# Lecture 19: Error Analysis¶

The last few lectures have studied stability: the sensitivity of a mathematical problem to perturbations in the input. We now turn our attention to the actual error in numerical algorithms. We model this as follows: given a problem $f : Y \rightarrow Z$ between two normed vector spaces, consider an algorithm as another problem $\tilde f : Y \rightarrow Z$ that we hope satisfies $f(x) \approx \tilde f(x)$.

There are two types of errors we can look at: forward and backward error.
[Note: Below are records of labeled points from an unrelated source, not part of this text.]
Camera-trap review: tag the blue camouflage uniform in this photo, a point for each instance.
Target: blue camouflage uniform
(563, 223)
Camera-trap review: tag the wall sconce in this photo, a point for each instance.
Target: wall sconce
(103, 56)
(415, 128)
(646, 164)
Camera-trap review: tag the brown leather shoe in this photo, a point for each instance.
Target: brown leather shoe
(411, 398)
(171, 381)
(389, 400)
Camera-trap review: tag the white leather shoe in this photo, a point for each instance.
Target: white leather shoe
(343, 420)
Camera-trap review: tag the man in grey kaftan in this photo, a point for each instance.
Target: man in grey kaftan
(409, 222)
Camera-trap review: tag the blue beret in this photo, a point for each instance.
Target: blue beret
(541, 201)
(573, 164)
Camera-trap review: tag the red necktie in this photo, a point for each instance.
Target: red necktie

If these errors are "small" we say that the algorithm is forward stable or backward stable. The definition of "small" depends on the context.

## Forward error¶

The absolute forward error is defined as

$$\|\tilde f(x) - f(x)\|_Z$$

while the relative forward error is

$$\|\tilde f(x) - f(x)\|_Z \over \|f(x)\|_Z$$

## Backward error¶

Suppose that there exists a $\Delta x$ so that $\tilde f(x) = f(x+\Delta x)$. Then the absolute backward error is defined as

$$\|\Delta x\|_Y$$

and the relative backward error isdefined as

$$\|\Delta x\|_Y \over \|x\|_Y.$$

Warning: Backward error may not always be defined: for example, if $f(x) = 1$ and $\tilde f(x) = 0$ we have $f(x+\Delta x) = 1 \neq 0$ for all $\Delta x$. In this case, we can define the backward error as $\infty$.

## Floating point error analysis¶

We now consider the forward and backward error in algorithms arising from floating point arithmetic.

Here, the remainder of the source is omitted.